Background: Early identification of those with the highest risk of developing chronic low back pain (CLBP) is important but difficult. STarT Back Screening Tool (SBST) is reported to capture patients at high risk of developing CLBP, but does not include concurrent pain from other locations, which is a known risk factor for worse outcome.

Objectives: To study differences in self-reported health between patients with low, medium and high risk of developing CLBP identified by the combination of SBST and information on widespread pain.

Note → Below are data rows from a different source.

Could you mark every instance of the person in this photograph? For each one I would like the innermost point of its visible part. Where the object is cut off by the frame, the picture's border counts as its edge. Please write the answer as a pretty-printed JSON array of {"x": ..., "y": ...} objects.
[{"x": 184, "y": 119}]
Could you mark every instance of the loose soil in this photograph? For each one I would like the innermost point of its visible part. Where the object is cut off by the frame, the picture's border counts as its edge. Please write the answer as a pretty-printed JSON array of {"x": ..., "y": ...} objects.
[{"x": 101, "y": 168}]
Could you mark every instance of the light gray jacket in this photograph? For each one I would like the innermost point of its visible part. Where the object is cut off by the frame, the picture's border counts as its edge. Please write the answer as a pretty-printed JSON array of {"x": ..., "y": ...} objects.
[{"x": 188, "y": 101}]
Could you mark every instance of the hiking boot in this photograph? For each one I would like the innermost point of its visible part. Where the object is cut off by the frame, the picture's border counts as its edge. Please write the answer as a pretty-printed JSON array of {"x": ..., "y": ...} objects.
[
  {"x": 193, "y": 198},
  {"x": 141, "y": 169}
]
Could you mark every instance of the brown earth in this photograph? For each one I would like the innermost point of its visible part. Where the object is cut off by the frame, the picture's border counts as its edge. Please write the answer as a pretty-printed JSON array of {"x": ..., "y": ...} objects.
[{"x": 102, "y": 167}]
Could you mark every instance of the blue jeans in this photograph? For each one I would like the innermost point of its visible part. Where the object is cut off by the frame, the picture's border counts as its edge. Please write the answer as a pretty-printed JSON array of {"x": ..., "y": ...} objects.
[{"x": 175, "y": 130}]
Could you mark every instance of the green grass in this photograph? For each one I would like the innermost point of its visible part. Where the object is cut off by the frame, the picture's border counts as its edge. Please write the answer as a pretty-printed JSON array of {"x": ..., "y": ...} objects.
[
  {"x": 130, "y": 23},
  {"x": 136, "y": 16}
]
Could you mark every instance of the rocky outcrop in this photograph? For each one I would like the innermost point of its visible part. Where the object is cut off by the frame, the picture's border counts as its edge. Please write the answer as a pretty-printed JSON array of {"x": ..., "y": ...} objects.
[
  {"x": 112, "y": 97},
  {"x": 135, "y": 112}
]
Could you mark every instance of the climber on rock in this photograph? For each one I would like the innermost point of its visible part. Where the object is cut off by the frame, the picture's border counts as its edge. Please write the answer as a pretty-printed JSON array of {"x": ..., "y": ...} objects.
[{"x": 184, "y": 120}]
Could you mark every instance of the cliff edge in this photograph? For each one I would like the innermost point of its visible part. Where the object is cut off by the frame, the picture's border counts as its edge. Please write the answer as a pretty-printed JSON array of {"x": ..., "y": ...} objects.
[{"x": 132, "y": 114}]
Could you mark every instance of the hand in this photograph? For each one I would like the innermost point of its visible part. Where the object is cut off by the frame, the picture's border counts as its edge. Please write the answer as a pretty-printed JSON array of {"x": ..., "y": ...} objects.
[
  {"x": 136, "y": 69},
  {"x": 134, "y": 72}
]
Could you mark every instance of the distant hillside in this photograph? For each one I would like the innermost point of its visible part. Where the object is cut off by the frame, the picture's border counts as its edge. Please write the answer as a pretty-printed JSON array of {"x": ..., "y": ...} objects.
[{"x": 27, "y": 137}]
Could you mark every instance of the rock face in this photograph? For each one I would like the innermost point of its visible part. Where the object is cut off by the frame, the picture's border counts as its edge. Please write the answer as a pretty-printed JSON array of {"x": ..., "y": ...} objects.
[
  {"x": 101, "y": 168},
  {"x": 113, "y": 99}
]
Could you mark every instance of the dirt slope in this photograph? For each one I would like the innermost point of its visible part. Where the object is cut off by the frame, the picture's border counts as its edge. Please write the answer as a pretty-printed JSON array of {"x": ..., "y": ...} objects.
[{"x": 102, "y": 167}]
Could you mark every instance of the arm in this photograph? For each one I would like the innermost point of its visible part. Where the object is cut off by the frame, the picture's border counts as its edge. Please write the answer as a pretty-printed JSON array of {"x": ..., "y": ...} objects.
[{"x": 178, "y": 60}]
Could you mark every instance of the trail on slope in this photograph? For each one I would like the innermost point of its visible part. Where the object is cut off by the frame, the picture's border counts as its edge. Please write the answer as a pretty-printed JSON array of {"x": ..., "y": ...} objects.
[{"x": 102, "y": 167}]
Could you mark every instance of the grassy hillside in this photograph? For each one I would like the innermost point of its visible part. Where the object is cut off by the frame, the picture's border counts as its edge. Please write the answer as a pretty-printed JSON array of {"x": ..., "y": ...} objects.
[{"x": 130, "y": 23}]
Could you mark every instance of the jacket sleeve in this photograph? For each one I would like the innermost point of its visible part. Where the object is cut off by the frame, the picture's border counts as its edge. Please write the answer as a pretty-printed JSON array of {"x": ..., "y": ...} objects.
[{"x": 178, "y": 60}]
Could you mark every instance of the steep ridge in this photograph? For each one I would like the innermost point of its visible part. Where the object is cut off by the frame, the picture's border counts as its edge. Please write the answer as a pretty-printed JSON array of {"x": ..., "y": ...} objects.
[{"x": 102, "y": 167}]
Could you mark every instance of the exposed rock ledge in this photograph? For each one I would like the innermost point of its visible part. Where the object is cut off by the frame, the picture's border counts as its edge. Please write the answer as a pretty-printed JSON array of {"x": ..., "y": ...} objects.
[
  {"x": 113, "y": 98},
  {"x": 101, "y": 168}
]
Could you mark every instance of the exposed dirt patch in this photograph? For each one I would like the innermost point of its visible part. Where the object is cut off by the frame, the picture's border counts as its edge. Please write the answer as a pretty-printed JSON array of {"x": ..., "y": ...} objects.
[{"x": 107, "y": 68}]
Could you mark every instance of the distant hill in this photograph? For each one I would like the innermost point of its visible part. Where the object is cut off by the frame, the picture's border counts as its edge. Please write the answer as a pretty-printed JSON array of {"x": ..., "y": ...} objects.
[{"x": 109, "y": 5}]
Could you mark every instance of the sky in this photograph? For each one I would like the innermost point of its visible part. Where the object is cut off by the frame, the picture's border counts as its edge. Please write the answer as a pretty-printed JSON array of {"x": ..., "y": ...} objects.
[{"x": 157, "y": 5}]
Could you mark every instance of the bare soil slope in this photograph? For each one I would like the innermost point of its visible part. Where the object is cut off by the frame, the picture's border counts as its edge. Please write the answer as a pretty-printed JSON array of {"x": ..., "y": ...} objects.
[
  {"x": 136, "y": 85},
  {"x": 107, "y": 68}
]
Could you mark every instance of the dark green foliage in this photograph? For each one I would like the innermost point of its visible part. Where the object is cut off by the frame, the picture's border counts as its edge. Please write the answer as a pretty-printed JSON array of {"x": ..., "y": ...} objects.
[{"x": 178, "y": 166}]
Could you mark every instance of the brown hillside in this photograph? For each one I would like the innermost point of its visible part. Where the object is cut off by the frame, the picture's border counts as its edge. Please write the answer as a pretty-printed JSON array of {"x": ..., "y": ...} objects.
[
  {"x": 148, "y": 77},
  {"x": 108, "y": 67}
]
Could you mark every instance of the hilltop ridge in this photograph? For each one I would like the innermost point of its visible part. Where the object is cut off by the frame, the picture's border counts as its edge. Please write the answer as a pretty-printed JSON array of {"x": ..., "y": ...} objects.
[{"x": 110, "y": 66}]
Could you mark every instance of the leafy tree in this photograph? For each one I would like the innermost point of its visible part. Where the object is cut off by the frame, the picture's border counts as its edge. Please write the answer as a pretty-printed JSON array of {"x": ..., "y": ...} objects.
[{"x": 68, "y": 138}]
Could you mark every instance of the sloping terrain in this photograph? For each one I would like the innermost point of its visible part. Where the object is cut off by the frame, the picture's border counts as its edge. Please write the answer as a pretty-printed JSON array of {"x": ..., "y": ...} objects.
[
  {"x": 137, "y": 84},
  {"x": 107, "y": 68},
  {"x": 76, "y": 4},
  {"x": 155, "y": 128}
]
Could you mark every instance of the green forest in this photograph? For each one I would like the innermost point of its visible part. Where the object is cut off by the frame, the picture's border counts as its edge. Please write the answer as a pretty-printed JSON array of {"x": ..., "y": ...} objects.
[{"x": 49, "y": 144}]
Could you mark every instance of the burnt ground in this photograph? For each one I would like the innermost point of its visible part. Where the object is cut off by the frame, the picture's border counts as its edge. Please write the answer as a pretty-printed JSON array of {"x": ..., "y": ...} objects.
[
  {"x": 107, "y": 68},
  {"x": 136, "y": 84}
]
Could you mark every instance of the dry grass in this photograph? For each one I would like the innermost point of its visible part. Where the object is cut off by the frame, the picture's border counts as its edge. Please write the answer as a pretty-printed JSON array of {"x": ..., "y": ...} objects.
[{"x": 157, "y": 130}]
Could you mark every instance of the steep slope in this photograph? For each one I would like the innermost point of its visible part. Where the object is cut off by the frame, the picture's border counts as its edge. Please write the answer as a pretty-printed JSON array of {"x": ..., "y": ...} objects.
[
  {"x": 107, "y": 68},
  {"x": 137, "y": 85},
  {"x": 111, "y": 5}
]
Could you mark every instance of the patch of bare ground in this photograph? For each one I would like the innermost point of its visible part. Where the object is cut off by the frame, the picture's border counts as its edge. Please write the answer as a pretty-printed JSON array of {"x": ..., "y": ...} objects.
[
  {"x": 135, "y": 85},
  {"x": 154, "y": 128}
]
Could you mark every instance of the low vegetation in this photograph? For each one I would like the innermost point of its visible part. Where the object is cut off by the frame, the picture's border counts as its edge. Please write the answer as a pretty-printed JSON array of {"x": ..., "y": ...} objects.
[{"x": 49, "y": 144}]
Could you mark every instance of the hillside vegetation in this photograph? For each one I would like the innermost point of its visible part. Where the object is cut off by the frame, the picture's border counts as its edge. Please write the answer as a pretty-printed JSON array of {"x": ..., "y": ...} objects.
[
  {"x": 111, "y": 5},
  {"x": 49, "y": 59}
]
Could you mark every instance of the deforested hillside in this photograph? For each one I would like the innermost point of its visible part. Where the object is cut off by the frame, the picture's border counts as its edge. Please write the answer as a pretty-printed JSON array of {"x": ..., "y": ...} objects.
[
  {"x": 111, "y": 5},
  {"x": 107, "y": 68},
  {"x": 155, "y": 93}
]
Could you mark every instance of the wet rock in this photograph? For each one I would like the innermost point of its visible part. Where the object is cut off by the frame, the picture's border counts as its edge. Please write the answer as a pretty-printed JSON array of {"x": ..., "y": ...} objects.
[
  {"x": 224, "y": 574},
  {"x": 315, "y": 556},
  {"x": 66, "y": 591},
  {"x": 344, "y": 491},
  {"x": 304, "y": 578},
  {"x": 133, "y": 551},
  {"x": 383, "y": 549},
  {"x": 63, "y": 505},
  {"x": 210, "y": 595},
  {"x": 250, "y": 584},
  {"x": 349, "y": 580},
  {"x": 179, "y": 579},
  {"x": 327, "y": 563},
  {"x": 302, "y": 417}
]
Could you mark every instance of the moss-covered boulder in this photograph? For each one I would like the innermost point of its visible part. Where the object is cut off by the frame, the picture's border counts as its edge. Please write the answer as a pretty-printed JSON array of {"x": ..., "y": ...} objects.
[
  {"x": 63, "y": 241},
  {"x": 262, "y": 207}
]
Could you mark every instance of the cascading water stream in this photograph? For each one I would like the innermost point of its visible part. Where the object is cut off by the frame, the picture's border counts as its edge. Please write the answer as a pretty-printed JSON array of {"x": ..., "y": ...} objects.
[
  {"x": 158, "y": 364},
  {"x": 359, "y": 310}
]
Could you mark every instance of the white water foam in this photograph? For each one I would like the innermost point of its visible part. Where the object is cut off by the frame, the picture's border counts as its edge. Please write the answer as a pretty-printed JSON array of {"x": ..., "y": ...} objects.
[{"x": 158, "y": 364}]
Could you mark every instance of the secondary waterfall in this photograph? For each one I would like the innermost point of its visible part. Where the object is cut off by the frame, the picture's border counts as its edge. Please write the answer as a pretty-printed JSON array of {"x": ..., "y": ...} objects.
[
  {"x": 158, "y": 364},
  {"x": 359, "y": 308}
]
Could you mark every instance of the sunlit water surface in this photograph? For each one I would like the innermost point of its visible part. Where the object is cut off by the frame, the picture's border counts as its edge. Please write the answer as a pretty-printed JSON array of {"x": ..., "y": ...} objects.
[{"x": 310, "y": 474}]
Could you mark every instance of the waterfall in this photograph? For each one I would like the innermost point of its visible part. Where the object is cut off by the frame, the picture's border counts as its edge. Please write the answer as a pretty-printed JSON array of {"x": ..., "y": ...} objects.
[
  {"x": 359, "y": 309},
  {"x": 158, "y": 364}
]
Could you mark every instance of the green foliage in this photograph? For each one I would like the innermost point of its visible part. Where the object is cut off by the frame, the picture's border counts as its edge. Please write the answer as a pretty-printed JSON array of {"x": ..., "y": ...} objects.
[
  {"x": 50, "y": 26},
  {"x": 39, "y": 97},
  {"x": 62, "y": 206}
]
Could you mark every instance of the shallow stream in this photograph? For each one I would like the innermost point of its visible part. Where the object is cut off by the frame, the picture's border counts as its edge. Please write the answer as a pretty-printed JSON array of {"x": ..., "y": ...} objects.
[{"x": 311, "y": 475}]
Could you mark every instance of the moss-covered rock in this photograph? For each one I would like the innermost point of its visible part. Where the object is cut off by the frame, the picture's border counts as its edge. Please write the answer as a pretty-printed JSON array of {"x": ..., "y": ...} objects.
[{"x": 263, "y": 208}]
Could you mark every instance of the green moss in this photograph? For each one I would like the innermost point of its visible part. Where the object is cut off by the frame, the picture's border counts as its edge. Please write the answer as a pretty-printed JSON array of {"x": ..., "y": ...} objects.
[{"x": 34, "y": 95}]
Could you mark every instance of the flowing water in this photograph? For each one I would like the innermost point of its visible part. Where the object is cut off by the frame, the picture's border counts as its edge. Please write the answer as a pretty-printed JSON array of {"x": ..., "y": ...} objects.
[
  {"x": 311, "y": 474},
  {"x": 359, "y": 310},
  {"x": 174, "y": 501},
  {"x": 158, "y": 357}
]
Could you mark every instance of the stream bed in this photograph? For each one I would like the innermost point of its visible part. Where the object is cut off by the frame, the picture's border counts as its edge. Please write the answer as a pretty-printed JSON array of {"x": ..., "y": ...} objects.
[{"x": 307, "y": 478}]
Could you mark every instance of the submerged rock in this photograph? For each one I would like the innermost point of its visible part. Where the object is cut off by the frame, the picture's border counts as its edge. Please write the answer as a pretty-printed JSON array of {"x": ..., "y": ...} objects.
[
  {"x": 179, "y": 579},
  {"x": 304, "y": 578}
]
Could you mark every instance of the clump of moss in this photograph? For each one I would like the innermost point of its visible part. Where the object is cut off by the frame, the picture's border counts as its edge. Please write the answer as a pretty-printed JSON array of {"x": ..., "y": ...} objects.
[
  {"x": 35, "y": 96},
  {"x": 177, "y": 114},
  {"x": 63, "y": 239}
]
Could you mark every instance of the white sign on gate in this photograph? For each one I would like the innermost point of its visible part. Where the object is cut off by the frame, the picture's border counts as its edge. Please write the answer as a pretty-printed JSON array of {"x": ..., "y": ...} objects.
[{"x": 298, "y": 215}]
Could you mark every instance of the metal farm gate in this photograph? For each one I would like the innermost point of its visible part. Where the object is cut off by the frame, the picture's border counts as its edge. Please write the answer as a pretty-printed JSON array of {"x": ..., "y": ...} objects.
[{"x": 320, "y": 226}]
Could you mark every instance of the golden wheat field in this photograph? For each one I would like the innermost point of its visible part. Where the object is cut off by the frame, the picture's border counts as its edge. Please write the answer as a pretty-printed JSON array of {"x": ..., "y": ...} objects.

Methods: Adults aged 18-67 seeking primary care for LBP in the southwest of Sweden were included. The STSB was used to differentiate between three risk levels; low, medium and high risk. When patients were classified as medium risk, information from a pain mannequin on widespread pain and multisite pain were added to further distinguish between high and medium risk. If widespread pain and pain from more than seven locations (multisite pain) were reported, patient was transformed from the medium risk to the high risk group. Differences between the three risk groups with regard to physical function (Roland Morrison Disability Questionnaire (RMDQ), 0-24 best-worst), mental health (Hospital Anxiety and Depression scale (HADa and HADd) 0-21 no distress-maximum distress), health related quality of life (EuroQol-5D (EQ5D), 0-1 worst-best), fear avoidance for physical activity (PA) and work (Fear-Avoidance Beliefs Questionnaire (FABQ) PA, 0-24, and work, 0-42 best-worst) were analyzed in an ANOVA.

Results: Ninety-five patients (61% women), mean (SD) age 42 years (14) seeking health-care for their LBP were included in the study. Of those scoring low risk on SBST (n=19), 3 also reported multisite CWP. Of those who scored medium risk on SBST (n=48), 8 reported multisite CWP and were moved to the high risk group. Of 17 scoring high risk on SBST, 4 simultaneously reported multisite CWP. After constructing three risk groups combining SBST and multisite CWP, there were 19 in the low risk group, 40 in the medium risk group, and 25 in the high-risk group. The low, medium, high risk groups identified by the combined method, differed statistically significant in reported RMDQ (low, medium, high mean respectively 7.0, 12.2, 13.4, p<0.001), HADa (3.7, 6.4, 10.1, p<0.001), HADd (2.9, 4.0, 8.4, p<0.001), FABQ PA (9.1, 12.7, 14.4, p=0.005), FABQ work (9.9, 16.7, 23.1 p=0.001), EQ5D (0.72, 0.53, 0.38, p=0.001).

Conclusion: Adding information on multisite widespread pain to the SBST resulted in classifying more patients in the high risk group as compared to using only SBST. The three groups identified by combing the screening tools differed significantly on all investigated health variables, indicating the combination may be capturing more patients at risk for CLBP.